Acre's Old Saray, forming the west wall of al-Jazzar's mosque's courtyard, is a two-story building surrounding a rectangular courtyard on three sides. A graceful arcade overlooks the courtyard from the upper floor through pointed arches resting on slender columns. The remainder of the complex is enclosed by a high wall from which one enters the courtyard through an elegantly decorated gate. While the inscription on the gate bears the date 1850, the building itself was apparently built a few decades earlier.

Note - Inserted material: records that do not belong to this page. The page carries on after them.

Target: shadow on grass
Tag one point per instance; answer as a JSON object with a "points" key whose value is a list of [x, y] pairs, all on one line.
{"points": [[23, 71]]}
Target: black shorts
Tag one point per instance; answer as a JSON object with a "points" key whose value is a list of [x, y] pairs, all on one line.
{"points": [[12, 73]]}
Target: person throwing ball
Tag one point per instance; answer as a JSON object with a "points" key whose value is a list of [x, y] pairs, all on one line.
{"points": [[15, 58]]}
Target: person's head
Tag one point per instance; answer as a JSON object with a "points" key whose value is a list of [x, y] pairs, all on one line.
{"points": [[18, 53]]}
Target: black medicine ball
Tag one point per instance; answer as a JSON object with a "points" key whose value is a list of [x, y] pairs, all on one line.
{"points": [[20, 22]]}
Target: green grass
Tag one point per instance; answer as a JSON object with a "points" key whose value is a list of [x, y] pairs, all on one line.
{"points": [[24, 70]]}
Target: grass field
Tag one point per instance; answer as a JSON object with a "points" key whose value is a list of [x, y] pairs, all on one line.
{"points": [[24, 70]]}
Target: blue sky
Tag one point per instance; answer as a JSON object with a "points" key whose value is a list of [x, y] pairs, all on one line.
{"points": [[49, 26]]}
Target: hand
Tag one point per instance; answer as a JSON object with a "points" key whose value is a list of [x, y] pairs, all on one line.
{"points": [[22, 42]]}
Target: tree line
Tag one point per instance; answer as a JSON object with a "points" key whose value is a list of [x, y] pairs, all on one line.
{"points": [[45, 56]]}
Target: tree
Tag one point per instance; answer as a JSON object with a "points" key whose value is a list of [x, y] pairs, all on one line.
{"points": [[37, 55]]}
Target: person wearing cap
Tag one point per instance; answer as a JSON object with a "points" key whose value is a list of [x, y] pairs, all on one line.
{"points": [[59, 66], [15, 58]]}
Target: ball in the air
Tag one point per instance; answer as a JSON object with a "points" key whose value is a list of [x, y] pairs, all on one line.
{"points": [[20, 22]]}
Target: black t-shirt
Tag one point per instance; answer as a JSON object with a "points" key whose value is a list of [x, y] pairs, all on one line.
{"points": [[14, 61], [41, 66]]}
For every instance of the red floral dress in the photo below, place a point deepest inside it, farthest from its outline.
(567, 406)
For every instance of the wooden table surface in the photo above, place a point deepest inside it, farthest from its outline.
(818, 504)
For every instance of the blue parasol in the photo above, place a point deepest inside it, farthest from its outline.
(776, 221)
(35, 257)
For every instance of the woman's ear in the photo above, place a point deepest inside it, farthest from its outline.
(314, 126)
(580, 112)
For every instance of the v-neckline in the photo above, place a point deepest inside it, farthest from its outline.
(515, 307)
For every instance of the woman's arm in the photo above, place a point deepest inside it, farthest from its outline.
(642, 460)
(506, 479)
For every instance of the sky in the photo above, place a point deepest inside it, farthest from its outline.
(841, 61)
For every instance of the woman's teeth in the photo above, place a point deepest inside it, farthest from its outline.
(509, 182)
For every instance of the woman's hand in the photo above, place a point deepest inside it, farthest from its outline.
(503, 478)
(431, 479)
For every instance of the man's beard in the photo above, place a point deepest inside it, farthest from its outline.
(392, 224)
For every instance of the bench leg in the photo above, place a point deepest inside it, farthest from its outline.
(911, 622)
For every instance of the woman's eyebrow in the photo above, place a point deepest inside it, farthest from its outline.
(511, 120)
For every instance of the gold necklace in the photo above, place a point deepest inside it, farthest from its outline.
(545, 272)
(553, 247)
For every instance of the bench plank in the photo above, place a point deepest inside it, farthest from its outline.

The building was associated in several writings with Dhahir al-Umar (1745-1775), but other textual sources suggest that the building was built as al-Jazzar's residence shortly after his arrival to Acre in 1775 and served lesser-rank government functionaries after al-Jazzar built a new Saray (Governor's palace) in better-protected location. After the Egyptian conquest of Acre in the 1830's the Old Saray served as the house of treasury, however, after Turkish rule was reestablished in Acre, the Old Saray regained its original function as a governor's palace. The building's function was subsequently converted several times from a post-office to a girls' school during the British Mandate and to a Muslim elementary school.
Dichter, Bernhard. 2000. Akko-Sites from the Turkish Period. Haifa: University of Haifa, 216-219.
Petersen, Andrew. 2001. A Gazetteer of Buildings in Muslim Palestine: Part 1.Oxford: Oxford University Press, 84.